Sarg der (Hathor-)Ibet

Ident. Nr.: ÄM 17104

ObjID: obj:767656

Details (Expert)

Beteiligte
Otto Rubensohn (24.11.1867 - 9.8.1964),
Grabungsleiter*in
Datierung
Spätzeit–frühe Ptolemäerzeit
Genauer: 4./3. Jahrhundert vor Christus
Geografische Bezüge
Material / Technik
Holz (Material); grundiert, bemalt
Abmessungen
Höhe x Breite x Tiefe: 44 x 55 x 165 cm
Länge: 162 cm (lt. Inv.)
Gewicht: ca. 100 kg (gesamt)

Objektbeschreibung

Der anthropomorphe Sarg der Ibet zählt zu den besterhaltenen aus den Grabungen der Papyruskommission unter Otto Rubensohn in der Nekropole von Abusir el-Meleq. Er stammt aus einem Familiengrab, in dem auch ihr Mann und ihre drei Kinder bestattet wurden.
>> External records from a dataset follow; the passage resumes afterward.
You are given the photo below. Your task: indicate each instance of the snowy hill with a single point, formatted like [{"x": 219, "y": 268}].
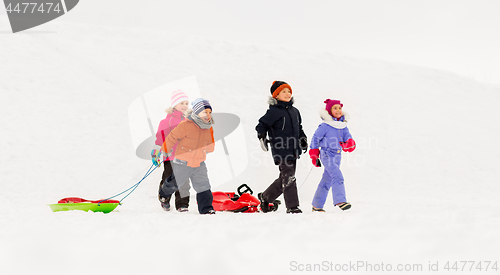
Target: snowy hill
[{"x": 423, "y": 181}]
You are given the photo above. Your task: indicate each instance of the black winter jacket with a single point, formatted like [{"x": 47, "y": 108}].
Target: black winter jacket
[{"x": 283, "y": 123}]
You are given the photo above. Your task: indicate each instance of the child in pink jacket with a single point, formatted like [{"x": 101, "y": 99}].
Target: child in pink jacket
[{"x": 179, "y": 102}]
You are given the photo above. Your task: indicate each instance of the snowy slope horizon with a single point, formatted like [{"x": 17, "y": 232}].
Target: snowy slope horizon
[{"x": 422, "y": 181}]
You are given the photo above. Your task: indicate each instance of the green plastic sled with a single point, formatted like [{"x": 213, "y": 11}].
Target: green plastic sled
[{"x": 68, "y": 204}]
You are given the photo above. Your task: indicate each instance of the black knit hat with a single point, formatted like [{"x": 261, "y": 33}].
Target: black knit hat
[{"x": 278, "y": 86}]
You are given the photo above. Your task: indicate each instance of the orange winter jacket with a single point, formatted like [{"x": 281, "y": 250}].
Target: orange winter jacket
[{"x": 193, "y": 145}]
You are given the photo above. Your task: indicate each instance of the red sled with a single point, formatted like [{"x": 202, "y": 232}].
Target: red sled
[{"x": 244, "y": 202}]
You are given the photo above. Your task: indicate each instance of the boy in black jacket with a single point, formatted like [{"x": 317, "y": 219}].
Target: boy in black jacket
[{"x": 283, "y": 124}]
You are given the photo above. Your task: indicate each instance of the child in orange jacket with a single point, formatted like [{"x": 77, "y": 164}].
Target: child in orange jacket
[
  {"x": 194, "y": 138},
  {"x": 180, "y": 103}
]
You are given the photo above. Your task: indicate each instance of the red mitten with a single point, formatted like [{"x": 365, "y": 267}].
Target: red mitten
[
  {"x": 349, "y": 145},
  {"x": 314, "y": 154}
]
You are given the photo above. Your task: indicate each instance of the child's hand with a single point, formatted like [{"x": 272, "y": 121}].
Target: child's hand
[
  {"x": 314, "y": 154},
  {"x": 303, "y": 144},
  {"x": 349, "y": 145}
]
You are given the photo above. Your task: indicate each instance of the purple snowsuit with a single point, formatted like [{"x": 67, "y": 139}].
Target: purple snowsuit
[{"x": 327, "y": 138}]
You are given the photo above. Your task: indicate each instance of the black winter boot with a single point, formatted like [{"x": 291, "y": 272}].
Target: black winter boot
[{"x": 264, "y": 205}]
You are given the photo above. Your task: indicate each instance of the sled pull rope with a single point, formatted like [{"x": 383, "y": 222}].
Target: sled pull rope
[{"x": 133, "y": 187}]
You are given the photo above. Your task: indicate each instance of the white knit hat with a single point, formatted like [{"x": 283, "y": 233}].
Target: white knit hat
[{"x": 177, "y": 97}]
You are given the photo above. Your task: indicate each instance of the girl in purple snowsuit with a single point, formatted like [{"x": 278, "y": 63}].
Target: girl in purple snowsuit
[{"x": 330, "y": 138}]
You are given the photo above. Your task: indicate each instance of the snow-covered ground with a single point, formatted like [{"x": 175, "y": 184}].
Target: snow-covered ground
[{"x": 423, "y": 181}]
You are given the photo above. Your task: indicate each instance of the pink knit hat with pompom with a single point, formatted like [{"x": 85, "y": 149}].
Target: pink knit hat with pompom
[{"x": 330, "y": 103}]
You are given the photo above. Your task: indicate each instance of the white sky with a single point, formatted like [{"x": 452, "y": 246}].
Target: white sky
[{"x": 455, "y": 35}]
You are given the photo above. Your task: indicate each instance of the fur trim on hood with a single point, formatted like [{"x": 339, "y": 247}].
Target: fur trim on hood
[
  {"x": 274, "y": 101},
  {"x": 328, "y": 119}
]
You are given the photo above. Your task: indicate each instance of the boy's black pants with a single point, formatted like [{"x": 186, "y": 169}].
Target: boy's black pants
[
  {"x": 285, "y": 184},
  {"x": 180, "y": 201}
]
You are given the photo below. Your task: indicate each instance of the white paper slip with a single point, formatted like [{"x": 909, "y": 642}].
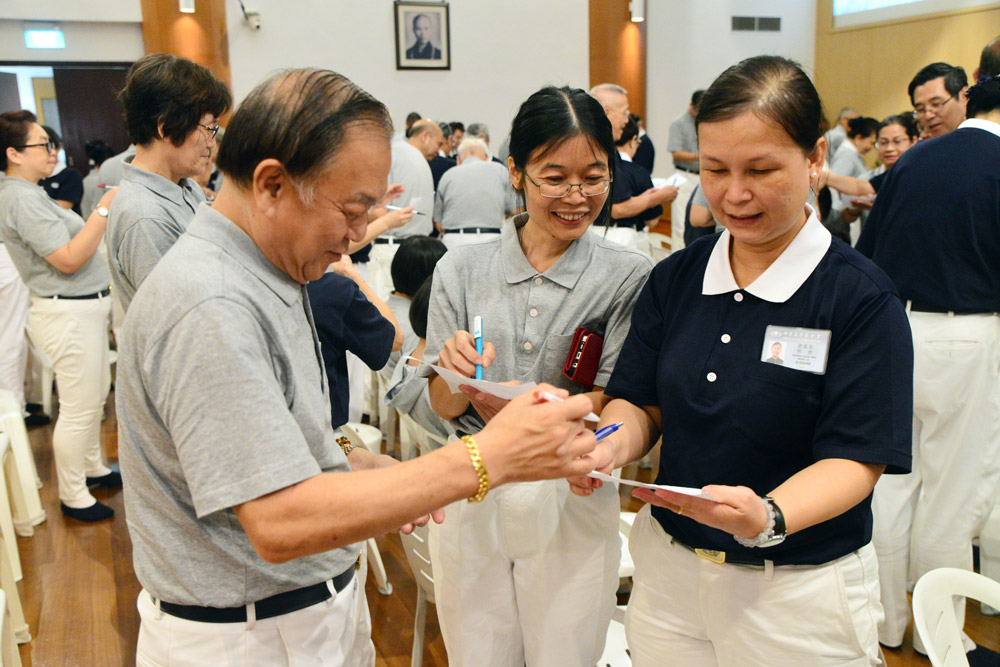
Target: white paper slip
[
  {"x": 686, "y": 490},
  {"x": 504, "y": 391}
]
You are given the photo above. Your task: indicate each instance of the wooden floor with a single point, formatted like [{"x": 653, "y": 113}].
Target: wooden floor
[{"x": 79, "y": 589}]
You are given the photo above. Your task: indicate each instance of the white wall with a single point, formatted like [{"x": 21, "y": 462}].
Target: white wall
[
  {"x": 690, "y": 43},
  {"x": 502, "y": 51}
]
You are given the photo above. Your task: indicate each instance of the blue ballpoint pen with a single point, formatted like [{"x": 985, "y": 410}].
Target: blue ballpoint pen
[
  {"x": 477, "y": 332},
  {"x": 608, "y": 430}
]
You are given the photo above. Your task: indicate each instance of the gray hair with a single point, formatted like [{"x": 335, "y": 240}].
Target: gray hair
[
  {"x": 478, "y": 130},
  {"x": 301, "y": 119},
  {"x": 472, "y": 145}
]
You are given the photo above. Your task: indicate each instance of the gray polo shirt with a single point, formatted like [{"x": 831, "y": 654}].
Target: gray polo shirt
[
  {"x": 684, "y": 137},
  {"x": 148, "y": 215},
  {"x": 473, "y": 194},
  {"x": 221, "y": 399},
  {"x": 530, "y": 317},
  {"x": 33, "y": 226},
  {"x": 410, "y": 167}
]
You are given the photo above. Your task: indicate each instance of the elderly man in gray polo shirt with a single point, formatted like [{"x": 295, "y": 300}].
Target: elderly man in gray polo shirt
[
  {"x": 172, "y": 107},
  {"x": 246, "y": 519},
  {"x": 472, "y": 199}
]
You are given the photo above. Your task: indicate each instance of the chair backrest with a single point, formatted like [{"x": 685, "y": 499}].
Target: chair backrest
[
  {"x": 934, "y": 611},
  {"x": 419, "y": 557}
]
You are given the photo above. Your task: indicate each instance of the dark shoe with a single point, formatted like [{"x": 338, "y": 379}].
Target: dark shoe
[
  {"x": 96, "y": 512},
  {"x": 113, "y": 480},
  {"x": 37, "y": 420}
]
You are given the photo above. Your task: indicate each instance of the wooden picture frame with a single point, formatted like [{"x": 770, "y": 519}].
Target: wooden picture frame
[{"x": 423, "y": 35}]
Zur Bestattung der Ibet gehörte auch ein einfacher Kalksteinsarkophag und vergoldete Mumienauflagen. Der weiß grundierte Sarg zeigt wohlerhaltene polychrome Malereien. Das große Gesicht mit den abstehenden Ohren ist braunrot gefasst und wird von einer gestreiften dreiteiligen Perücke umgeben. Auf der Brust befindet sich ein reichverzierter Halskragen, der an den Schultern Falkenkopf-Schließen aufweist. Im Bauchbereich breitet eine geflügelte, kniende Göttin ihre Schwingen aus. Sie sitzt auf einem Inschriftenblock, der aus fünf senkrechten Inschriftenkolumnen besteht. Diese enthalten die Sprüche der Horussöhne und Pyramidentexte: "Es spricht Amset: Ich bin dein Sohn, (ich) bin dein Schutz – Es spricht Duamutef: Ich bin dein Sohn, (ich) bin dein Schutz. Es spricht Hapi: (Ich) bin dein Sohn, (ich) bin dein Schutz – Es spricht Kebechsenuef: Ich bin (dein) Sohn, (ich) bin dein Schutz. Sie mögen dir Gunst geben." und "Es spricht Osiris Jb.t, die Tochter des P(A)-dj-Wsjr, geboren von der Herrin des Hauses Jhw: Deine Mutter Nut breitet sich über dir aus in ihrem Namen „S.t-p.t“. Sie hat bewirkt, dass du existierst als Gott ohne Feinde in deinem Namen „Gott“. Sie bewahrt dich vor jeder üblen Sache in ihrem Namen „Xnm(.t)-wr(.t)“. Du bist das Größte unter ihren Kindern. Geb ist dir gnädig. Er hat dich geliebt (und er hat dich beschützt), er hat dir deinen Kopf gegeben und er hat veranlasst, dass Thot dich zusammenfügt, damit das, was an dir ist, aufhöre, Osiris Jb.t, Tochter des P(A)-dj-Wsjr (geboren von der Herrin des Hauses Jhw), gerechtfertigt." Dieser Inschrift wird zu beiden Seiten von je zwei mumiengestaltigen Horussöhnen mit Maat-Federn in den Händen flankiert. Der Fußbereich birgt zwei sich gegenüber sitzende Schakale auf einem Pylon. Auf dem podestartigen Sockel befindet sich auf der Vorderseite eine Inschrift, die die Opferformel enthält: "Ein Opfer für Osiris, den Großen Gott, den Herrn von Abydos.".
Die Rückseite zeigt einen plastisch abgesetzten Rückenpfeiler, auf dem im oberen Bereich eine stehende Göttin in einem roten Trägerkleid und mit Sonnenscheibe auf dem Haupt sowie Leinenstreifen (Stirnbänder?) in den ausgestreckten Händen abgebildet ist. Unter ihr erstreckt sich ein Inschriftenblock aus drei Kolmnen, der mit polychromen Hieroglyphen versehen ist. Diese sind z.T. unvollständig bzw. zeigen rote Vorzeichnungen. Leider ist die Inschrift an einigen Stellen unverständlich. Sie enthält aber wie auf der Vorderseite Passagen aus den Pyramidentexten.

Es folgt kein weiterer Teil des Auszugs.